Ne pas nourrir les ours!

 

Le surnom anglais d’une période de baisse prolongée des marchés boursiers est le bear market (marché de l’ours). On parlera de bull market (marché du taureau) quand la tendance générale est à la hausse. Reconnaître rapidement dans quel type de marché on se trouve permettra d’ajuster sa stratégie d’investissement.

Dans un bull market, on voudra profiter des inévitables petites baisses pour acheter davantage d’actions tel que démontré dans le graphique ci-dessous:

 

À l’inverse, lors d’un bear market, on voudra profiter des replis à la hausse pour diminuer nos positions sur le marché boursier:

 

Le défi est de savoir si on est dans un bull ou un bear market assez tôt pour pouvoir ajuster sa stratégie de placement. Il a été remarqué dans le passé que tant que les profits des entreprises sont perçus comme étant à la hausse, on est dans un bull market. Les attentes de profits des analystes financiers peuvent servir de baromètre des attentes du marché. Tant que la moyenne des attentes de profits des analystes pour la moyenne des actions est à la hausse, on peut croire qu’on est dans un bull market. La moyenne des attentes de profits est à la baisse depuis le début de l’année et un des indicateurs que nous suivons est tourné négatif cette semaine au Canada nous indiquant le début possible d’un bear market. Aux États-Unis, il faudra attendre encore un peu pour se prononcer si la tendance à la hausse est bien finie.

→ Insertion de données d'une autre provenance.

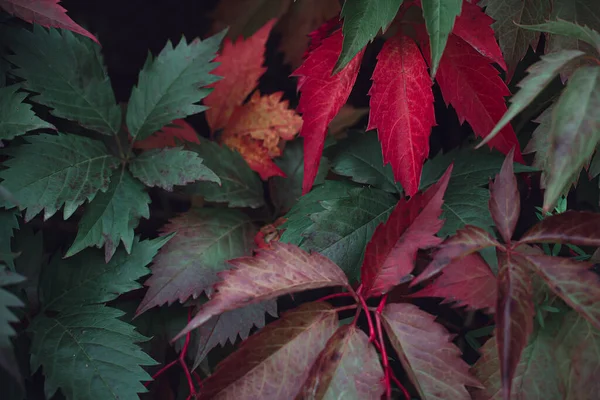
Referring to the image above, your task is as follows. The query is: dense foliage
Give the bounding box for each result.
[0,0,600,400]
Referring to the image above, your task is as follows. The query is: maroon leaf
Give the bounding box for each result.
[410,254,497,314]
[525,255,600,329]
[199,302,338,400]
[296,325,384,400]
[410,225,500,286]
[489,149,521,243]
[361,166,452,297]
[519,211,600,247]
[173,242,352,340]
[382,304,481,400]
[496,250,534,399]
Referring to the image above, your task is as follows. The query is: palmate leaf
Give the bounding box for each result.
[136,209,255,315]
[129,147,221,191]
[296,324,385,400]
[173,242,352,340]
[334,0,403,73]
[29,305,156,400]
[185,140,265,208]
[382,304,481,400]
[65,169,150,262]
[0,85,56,140]
[126,32,225,141]
[7,25,121,135]
[200,302,338,400]
[0,134,118,221]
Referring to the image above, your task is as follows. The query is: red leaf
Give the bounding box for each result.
[419,34,524,163]
[410,225,500,287]
[0,0,100,44]
[199,302,338,399]
[409,254,497,314]
[382,304,481,400]
[296,324,385,400]
[133,119,200,150]
[361,166,452,297]
[204,19,275,132]
[519,211,600,247]
[367,35,435,196]
[496,251,534,399]
[452,0,506,71]
[173,242,352,340]
[489,150,521,243]
[293,29,364,194]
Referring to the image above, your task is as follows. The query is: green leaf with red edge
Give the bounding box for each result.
[136,209,255,315]
[525,255,600,329]
[489,149,521,243]
[409,253,497,314]
[174,242,352,340]
[293,29,364,194]
[367,35,435,196]
[199,302,338,400]
[519,210,600,247]
[296,324,385,400]
[381,303,481,400]
[496,250,535,399]
[361,165,452,298]
[410,225,500,286]
[203,19,275,133]
[452,0,506,71]
[0,0,100,44]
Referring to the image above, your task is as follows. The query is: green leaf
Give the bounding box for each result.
[29,305,156,400]
[7,25,121,135]
[65,170,150,262]
[0,134,118,221]
[185,140,265,208]
[136,209,255,315]
[269,139,329,212]
[334,0,403,73]
[331,131,402,193]
[0,85,56,140]
[40,235,172,311]
[421,0,462,78]
[544,66,600,210]
[129,147,221,191]
[126,31,225,140]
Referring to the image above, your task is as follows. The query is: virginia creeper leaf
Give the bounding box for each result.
[0,133,118,221]
[65,170,150,263]
[367,33,435,196]
[0,0,100,44]
[40,235,172,311]
[136,209,255,315]
[496,250,534,399]
[421,0,462,78]
[203,20,275,132]
[410,254,497,314]
[296,324,385,400]
[126,32,225,141]
[200,302,337,400]
[0,85,56,140]
[129,147,221,191]
[175,242,352,339]
[382,303,480,400]
[334,0,403,73]
[361,167,452,297]
[544,65,600,211]
[185,140,265,208]
[7,26,121,135]
[293,30,363,194]
[29,305,156,400]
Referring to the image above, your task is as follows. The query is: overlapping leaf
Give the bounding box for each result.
[0,134,118,221]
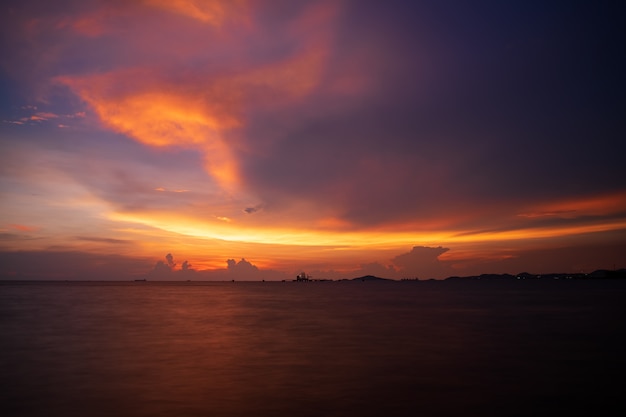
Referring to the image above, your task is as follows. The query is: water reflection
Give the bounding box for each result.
[0,283,626,416]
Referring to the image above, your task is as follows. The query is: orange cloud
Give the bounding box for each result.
[58,1,332,188]
[9,224,39,232]
[518,192,626,218]
[145,0,247,26]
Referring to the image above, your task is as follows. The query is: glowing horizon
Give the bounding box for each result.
[0,0,626,279]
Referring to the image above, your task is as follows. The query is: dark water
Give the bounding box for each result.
[0,281,626,417]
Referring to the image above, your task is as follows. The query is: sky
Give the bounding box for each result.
[0,0,626,280]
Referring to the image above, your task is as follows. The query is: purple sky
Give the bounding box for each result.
[0,0,626,279]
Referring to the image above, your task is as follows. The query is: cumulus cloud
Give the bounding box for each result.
[392,246,453,278]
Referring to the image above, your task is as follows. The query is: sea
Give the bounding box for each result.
[0,280,626,417]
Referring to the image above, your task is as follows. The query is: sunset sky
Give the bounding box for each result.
[0,0,626,280]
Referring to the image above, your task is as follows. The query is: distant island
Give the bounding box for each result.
[294,269,626,282]
[445,269,626,281]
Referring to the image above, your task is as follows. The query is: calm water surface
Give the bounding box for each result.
[0,281,626,417]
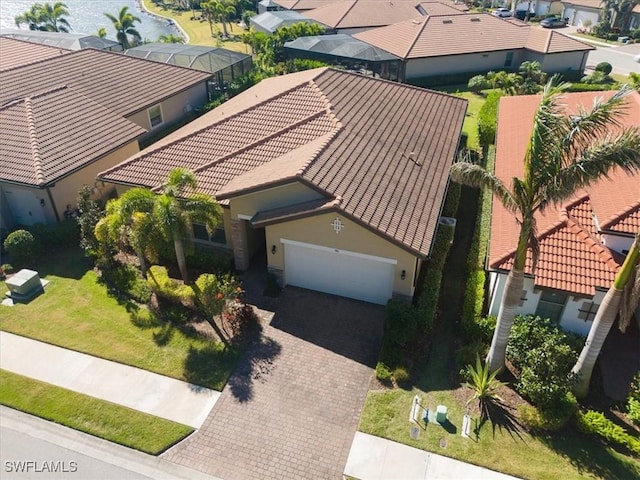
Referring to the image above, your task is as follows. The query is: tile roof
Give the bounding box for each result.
[354,13,593,59]
[0,49,211,116]
[0,35,71,71]
[304,0,428,29]
[100,69,466,255]
[489,88,640,295]
[0,87,145,186]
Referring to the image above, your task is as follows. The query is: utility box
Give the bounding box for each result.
[5,268,42,300]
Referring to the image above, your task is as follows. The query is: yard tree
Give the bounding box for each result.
[154,168,222,284]
[451,77,640,371]
[571,232,640,398]
[104,7,142,50]
[95,188,157,277]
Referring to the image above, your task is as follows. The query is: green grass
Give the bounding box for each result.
[359,187,640,480]
[0,370,193,455]
[0,249,239,390]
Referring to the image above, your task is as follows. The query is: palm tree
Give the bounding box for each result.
[104,7,142,50]
[41,2,71,33]
[154,168,222,283]
[95,187,157,277]
[451,77,640,371]
[571,232,640,398]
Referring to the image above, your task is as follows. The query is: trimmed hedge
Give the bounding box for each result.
[576,410,640,456]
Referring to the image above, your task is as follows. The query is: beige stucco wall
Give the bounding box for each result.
[51,140,140,219]
[406,49,523,79]
[265,213,416,296]
[127,82,208,131]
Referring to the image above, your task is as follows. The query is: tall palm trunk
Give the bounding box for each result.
[173,234,190,285]
[486,268,524,372]
[571,236,640,398]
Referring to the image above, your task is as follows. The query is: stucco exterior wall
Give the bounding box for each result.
[406,49,523,79]
[265,213,417,297]
[127,82,208,132]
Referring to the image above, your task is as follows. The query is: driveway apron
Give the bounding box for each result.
[163,288,384,480]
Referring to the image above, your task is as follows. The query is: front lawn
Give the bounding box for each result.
[0,370,193,455]
[0,248,238,390]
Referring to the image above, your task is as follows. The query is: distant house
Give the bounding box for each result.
[488,92,640,335]
[354,13,594,80]
[98,68,466,304]
[0,37,211,228]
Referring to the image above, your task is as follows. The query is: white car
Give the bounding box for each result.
[491,8,513,18]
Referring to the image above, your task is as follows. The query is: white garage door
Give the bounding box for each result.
[282,240,397,304]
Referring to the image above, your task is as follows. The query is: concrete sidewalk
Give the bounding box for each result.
[344,432,517,480]
[0,332,220,428]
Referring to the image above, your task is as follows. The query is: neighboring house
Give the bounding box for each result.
[562,0,602,27]
[0,37,211,228]
[249,10,326,35]
[303,0,466,35]
[354,13,594,80]
[0,28,122,52]
[488,92,640,335]
[124,43,253,86]
[98,68,467,304]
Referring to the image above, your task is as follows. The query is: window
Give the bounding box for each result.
[578,302,600,322]
[536,290,567,323]
[504,52,513,67]
[147,105,163,128]
[193,223,227,245]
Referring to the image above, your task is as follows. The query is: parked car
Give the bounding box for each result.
[540,17,567,28]
[491,8,513,18]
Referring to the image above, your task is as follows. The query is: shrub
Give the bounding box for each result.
[467,75,489,93]
[147,265,195,306]
[376,362,391,383]
[596,62,613,75]
[577,410,640,455]
[4,230,35,264]
[518,393,578,432]
[478,91,502,148]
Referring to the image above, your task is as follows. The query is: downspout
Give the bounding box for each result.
[46,187,60,222]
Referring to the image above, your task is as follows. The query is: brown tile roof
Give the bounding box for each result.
[0,49,211,116]
[489,88,640,295]
[0,87,145,186]
[354,13,593,59]
[304,0,462,29]
[100,69,466,255]
[0,36,71,71]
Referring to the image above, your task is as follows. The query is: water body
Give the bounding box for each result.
[0,0,180,42]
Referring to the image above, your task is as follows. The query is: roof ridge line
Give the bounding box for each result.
[182,110,325,180]
[24,97,47,185]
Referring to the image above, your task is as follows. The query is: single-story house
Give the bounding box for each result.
[124,43,253,87]
[98,68,467,304]
[0,28,122,52]
[488,92,640,335]
[354,13,594,80]
[0,37,211,228]
[303,0,468,35]
[249,10,326,35]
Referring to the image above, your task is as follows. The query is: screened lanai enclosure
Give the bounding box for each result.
[124,43,253,89]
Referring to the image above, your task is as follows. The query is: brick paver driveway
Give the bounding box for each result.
[164,288,384,480]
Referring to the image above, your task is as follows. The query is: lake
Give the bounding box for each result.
[0,0,179,42]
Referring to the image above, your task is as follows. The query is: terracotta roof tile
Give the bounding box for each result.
[0,49,211,116]
[0,35,71,71]
[100,69,466,255]
[489,92,640,295]
[0,87,145,186]
[354,13,593,59]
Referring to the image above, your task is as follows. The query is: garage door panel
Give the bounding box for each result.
[284,243,394,304]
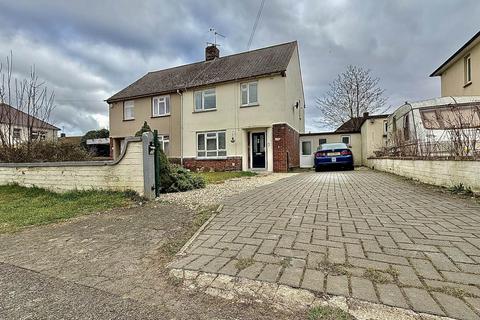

Le portefeuille Phoenix d’actions prudent et opportuniste, de même que le portefeuille Phoenix prudent et opportuniste équilibré, gérés par François Gagnon, ont vendus toutes leurs positions sur le marché canadien mercredi dernier et toutes leurs actions américaines jeudi vu la tendance à la baisse observée sur les marchés. L’histoire nous dira si ce retrait des marchés était prématuré, si la tendance à la hausse reprend, ces portefeuilles réinvestiront sur les marchés.

 

Revue de la semaine terminée le 10 mars, 2017

 

Lors du premier jour de la semaine, les banques canadiennes étaient à la hausse entrainant la bourse avec elles.  Cependant aux États-Unis, les tensions géopolitiques causées par les essais de missiles nord-coréens faisaient baisser les marchés.  Mardi, un tweet de Donald Trump à l’effet qu’il veut faire baisser les prix des médicaments faisait baisser les marchés.  Mercredi les titres du secteur de l’énergie baissaient passablement et les bourses faisaient de même.  Après une journée sans histoire jeudi, les bourses terminaient la journée de vendredi en hausse, portées par un bon rapport sur l’emploi américain.

 

Valeur au 10 mars Variation de la semaine Variation  de la semaine %
Bourse de Toronto 15 507 -101 -0.65%
Dow Jones 20 903 -103 -0.49%
Pétrole ($US/baril) 48.38 -4.95 -9.28%
Or 1 204.64 -30.17 -2.44%
Can$/US$ 74.24 -0.52 -0.70%

Source : Bloomberg

 

Perspectives techniques et quantitatives des marchés :

Bourse canadienne Perspectives à court terme En baisse
Croissance des profits En baisse
Bourse américaine Perspectives à court terme En baisse
Croissance des profits En hausse

Source : Vector Vest

 

 

Ce que nous réserve la semaine du 13 au 17 mars, 2017

 

Les ventes au détail ainsi que les données sur l’inflation américaines seront publiées mercredi, mais ce qui retiendra notre attention est la mise à jour économique de la Réserve fédérale américaine (FED) qui sera émise mercredi à 14 :00.  On saura alors si la FED augmente les taux d’intérêt. Finalement vendredi, les ventes du secteur manufacturier canadien seront publiées.

 

Parmi les compagnies qui publient leurs résultats cette semaine, on note Oracle mercredi, Adobe et Dollar General jeudi et vendredi, la compagnie montréalaise Stella Jones publie les siens.

 

Sur notre radar cette semaine


Cette semaine nous préférons l’encaisse. Les marchés nous semblent incertains.